Como seu pai a influenciou? Sou muito fã e admiradora do meu pai, do percurso dele e de como sua obra foi ficando cada vez mais reconhecida. Eu desenhava muito com ele no ateliê quando trabalhava em casa. Fiz design na faculdade. Meu pai me abriu um olhar para perceber coisas mais profundas e conseguir enxergar beleza nas coisas feias, naquilo a que as pessoas não dão valor.
Sofreu com preconceito na escola? Sim, passei por situações muito difíceis. Tinha gente que fazia mímica comigo, outros gritavam. Eu ficava com raiva e não sabia lidar com aquilo, era constrangedor. Mas não queria chamar atenção, porque acabaria chamando atenção para minha própria deficiência. Então, não falava para os professores que eu não tinha escutado, que ainda estava com dúvida.
O que a motivou, mais tarde, a falar publicamente sobre a surdez? Foi um longo processo de aceitação até eu conseguir tratar abertamente da surdez, contar que usava aparelho e mencionar essa dificuldade de falar.
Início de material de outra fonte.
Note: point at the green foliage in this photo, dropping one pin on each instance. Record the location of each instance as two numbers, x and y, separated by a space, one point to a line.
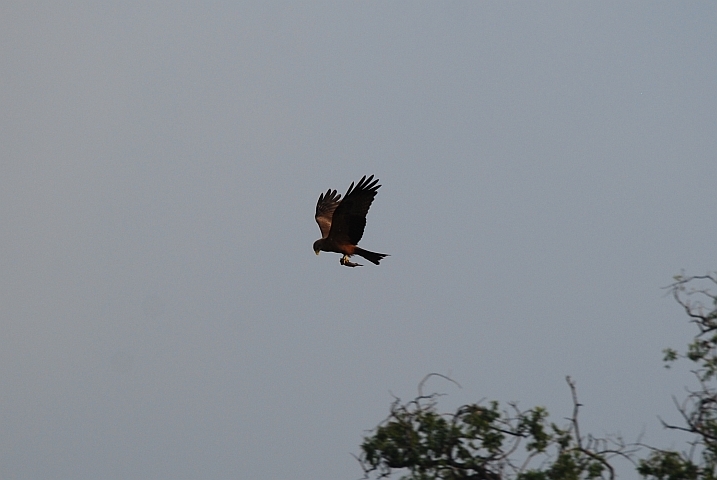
484 442
480 442
699 409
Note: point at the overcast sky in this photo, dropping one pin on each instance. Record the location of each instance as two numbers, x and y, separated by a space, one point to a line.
547 167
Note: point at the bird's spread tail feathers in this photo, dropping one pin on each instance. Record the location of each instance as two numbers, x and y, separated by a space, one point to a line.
372 257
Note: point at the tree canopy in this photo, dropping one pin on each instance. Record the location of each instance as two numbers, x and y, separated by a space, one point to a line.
484 441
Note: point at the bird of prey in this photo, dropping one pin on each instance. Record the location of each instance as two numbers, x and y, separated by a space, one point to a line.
342 221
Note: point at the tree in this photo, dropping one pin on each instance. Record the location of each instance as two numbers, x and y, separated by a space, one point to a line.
699 409
481 441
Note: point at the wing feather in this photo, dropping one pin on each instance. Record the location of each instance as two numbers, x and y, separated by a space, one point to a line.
325 210
349 217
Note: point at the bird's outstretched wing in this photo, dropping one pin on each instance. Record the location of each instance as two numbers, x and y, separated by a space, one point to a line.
349 218
325 210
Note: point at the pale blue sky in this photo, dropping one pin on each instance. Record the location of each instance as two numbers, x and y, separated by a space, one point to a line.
546 168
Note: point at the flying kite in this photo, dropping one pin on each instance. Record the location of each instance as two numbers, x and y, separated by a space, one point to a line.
342 221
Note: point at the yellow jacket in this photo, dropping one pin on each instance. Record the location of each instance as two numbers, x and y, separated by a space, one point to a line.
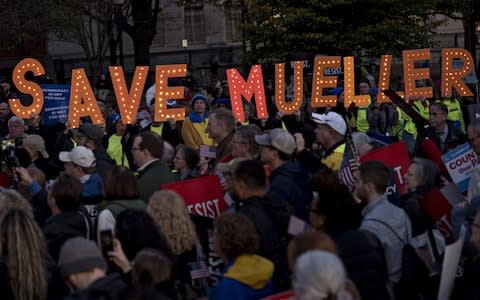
334 159
455 111
194 134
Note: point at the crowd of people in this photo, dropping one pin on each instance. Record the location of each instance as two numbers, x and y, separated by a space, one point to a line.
83 214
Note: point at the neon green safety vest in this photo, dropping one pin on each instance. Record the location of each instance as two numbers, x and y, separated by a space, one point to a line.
157 129
115 150
362 122
454 111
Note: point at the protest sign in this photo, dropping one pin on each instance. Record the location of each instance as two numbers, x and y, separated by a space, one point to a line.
396 157
449 269
460 163
203 195
84 103
56 103
438 210
288 295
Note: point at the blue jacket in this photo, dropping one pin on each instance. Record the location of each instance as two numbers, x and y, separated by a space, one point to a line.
291 180
248 277
92 189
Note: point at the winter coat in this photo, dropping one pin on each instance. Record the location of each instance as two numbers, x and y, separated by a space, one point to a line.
270 215
59 228
365 267
151 178
248 277
106 288
291 180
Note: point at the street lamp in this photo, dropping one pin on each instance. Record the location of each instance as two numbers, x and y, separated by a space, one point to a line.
119 17
185 45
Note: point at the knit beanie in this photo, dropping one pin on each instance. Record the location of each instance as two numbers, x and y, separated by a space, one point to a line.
197 97
80 255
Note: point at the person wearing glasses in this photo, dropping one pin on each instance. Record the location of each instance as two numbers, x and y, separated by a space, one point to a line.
473 133
147 151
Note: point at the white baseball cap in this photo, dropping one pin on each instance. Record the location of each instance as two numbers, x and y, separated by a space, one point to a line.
332 119
79 155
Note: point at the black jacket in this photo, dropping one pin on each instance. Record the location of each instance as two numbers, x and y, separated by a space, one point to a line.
411 203
103 160
292 181
270 215
63 226
454 138
106 288
365 267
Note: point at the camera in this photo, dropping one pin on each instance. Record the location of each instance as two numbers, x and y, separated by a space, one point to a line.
7 152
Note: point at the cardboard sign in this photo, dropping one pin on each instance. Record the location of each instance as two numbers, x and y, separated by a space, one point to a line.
460 163
394 156
57 98
203 196
449 269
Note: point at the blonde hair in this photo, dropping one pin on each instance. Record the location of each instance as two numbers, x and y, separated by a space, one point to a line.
320 275
23 245
13 199
170 214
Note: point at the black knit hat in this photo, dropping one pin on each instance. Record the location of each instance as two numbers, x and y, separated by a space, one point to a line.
80 255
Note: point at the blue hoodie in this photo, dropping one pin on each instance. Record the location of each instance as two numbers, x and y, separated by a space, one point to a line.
248 277
291 180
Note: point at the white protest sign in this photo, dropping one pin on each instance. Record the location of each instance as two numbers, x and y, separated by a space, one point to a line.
460 163
449 269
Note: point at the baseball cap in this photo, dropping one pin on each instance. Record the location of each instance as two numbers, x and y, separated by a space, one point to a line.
93 132
230 166
278 139
333 120
35 142
79 155
79 255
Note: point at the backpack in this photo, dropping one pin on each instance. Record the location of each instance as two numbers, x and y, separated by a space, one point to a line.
416 276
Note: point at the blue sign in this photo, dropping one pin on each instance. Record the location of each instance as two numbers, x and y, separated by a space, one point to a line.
57 99
460 163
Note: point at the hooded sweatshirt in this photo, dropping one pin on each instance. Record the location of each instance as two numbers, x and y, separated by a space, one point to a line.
247 277
291 180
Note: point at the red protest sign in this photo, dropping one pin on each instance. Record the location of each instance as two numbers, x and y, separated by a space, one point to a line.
394 156
203 195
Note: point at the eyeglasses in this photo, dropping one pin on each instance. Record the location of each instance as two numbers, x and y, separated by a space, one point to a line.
238 142
471 141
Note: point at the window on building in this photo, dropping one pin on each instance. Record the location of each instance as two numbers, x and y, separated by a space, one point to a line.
233 22
159 39
194 24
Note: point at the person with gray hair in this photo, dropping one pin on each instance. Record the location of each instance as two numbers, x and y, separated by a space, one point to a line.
16 128
320 275
473 132
168 153
422 176
243 141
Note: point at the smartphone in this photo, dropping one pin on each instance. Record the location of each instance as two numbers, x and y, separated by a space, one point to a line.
106 241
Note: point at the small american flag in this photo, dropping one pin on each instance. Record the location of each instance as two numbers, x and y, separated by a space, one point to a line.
349 165
200 270
207 151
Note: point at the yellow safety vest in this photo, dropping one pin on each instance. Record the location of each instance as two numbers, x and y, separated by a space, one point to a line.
157 129
455 111
398 129
334 160
115 150
362 122
201 128
423 111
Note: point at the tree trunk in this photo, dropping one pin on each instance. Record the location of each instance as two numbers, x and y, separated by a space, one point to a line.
141 43
143 29
470 37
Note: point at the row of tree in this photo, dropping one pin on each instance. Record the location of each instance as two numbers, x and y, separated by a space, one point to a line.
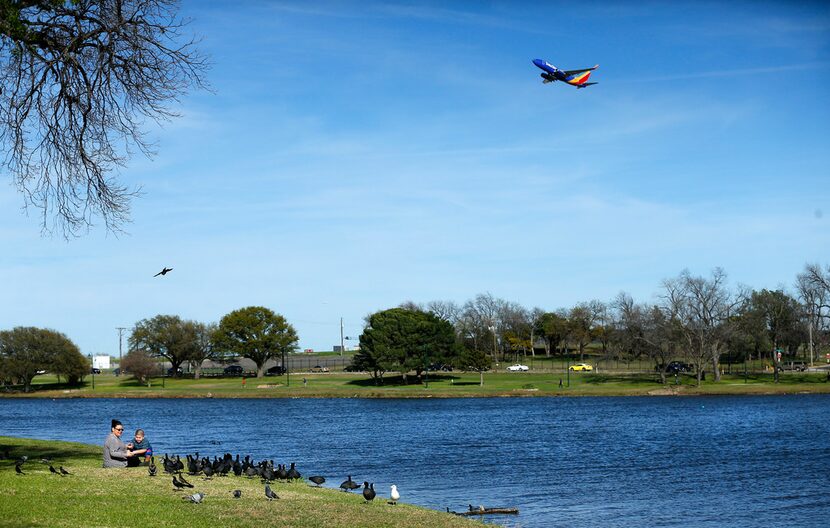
255 332
697 318
26 352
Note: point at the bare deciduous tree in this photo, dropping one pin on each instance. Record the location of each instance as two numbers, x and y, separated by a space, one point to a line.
703 308
813 286
77 81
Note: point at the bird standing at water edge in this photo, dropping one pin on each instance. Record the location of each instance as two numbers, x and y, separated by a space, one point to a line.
394 495
368 492
196 498
349 484
269 494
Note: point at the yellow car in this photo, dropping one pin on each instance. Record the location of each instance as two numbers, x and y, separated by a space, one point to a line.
581 366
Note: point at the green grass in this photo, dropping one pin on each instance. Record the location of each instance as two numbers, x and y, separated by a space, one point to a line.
444 385
97 497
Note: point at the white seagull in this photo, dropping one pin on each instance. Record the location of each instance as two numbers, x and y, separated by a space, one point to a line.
394 495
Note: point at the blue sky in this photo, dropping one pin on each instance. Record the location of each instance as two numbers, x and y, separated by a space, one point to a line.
355 155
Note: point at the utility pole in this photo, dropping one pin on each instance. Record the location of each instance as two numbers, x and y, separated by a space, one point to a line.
120 334
342 342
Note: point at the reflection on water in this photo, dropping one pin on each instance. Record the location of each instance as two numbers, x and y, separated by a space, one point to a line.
715 461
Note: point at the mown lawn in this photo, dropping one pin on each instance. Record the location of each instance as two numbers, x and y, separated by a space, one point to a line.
96 497
442 385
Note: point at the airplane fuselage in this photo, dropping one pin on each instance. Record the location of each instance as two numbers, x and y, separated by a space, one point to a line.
552 73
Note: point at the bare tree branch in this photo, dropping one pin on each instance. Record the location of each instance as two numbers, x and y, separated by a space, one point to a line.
78 79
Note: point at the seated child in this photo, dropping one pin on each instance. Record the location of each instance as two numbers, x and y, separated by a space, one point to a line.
141 447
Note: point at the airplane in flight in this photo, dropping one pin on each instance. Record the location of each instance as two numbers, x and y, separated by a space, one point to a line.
576 78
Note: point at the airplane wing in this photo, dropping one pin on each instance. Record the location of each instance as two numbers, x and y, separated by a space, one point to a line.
574 72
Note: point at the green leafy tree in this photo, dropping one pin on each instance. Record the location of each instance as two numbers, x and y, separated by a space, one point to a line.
27 350
406 340
256 333
69 363
140 365
477 361
77 80
553 328
166 336
203 345
779 316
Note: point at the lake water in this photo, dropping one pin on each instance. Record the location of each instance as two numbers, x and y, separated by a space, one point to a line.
688 461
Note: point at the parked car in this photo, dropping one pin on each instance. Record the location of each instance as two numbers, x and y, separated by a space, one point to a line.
435 367
579 367
675 367
234 370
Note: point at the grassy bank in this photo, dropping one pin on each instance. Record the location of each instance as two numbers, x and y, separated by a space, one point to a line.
443 385
97 497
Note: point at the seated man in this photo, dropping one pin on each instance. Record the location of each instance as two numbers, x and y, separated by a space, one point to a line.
140 447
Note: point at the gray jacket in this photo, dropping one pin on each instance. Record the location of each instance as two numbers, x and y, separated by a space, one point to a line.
115 452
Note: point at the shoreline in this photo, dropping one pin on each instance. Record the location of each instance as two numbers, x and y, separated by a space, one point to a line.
652 393
461 385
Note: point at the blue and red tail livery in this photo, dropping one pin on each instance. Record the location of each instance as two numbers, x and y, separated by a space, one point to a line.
551 73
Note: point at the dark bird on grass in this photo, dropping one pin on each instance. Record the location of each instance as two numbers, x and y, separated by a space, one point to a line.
196 498
282 474
368 492
178 484
394 495
349 484
169 465
269 494
293 473
164 271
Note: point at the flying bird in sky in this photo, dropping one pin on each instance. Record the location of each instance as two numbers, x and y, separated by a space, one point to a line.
164 271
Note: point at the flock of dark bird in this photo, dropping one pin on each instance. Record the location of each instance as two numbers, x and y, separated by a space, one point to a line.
264 470
18 466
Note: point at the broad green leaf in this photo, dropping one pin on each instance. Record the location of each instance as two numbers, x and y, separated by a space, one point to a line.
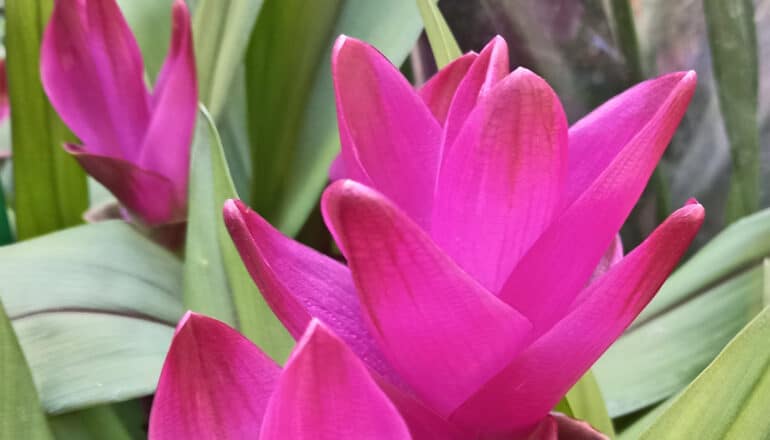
729 400
100 422
442 42
94 308
215 280
391 26
698 310
733 43
150 21
586 403
21 415
222 29
50 187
A primeira vez que vim a público cutucar o tema foi aos 30 anos, motivada por uma campanha chamada Surdos que Ouvem, da qual até participei.
Você é uma surda que ouve? Isso. Não escuto nenhum som agudo nem a maior parte dos médios. Só os graves. Me comunico por leitura labial e uso aparelho auditivo.
A tecnologia também ajuda? Minha melhor amiga hoje é a Luzia, inteligência artificial de transcrição de áudio. É um contato de WhatsApp, em que você encaminha os áudios e ele transcreve.
Foi libertador tirar o assunto da sombra? Foi um alívio gigantesco poder dizer quem eu era. Tirei um peso das costas e minha vida mudou completamente. Desde que comecei a falar sobre a minha surdez, sobre como as pessoas poderiam se comportar para facilitar as coisas para mim, melhorou muito. Ninguém precisa falar alto ou fazer mímica — isso acaba constrangendo. As pessoas ainda não sabem lidar com a diferença. Poder ajudar nisso e combater o capacitismo é passinho de formiga. Devagar e sempre.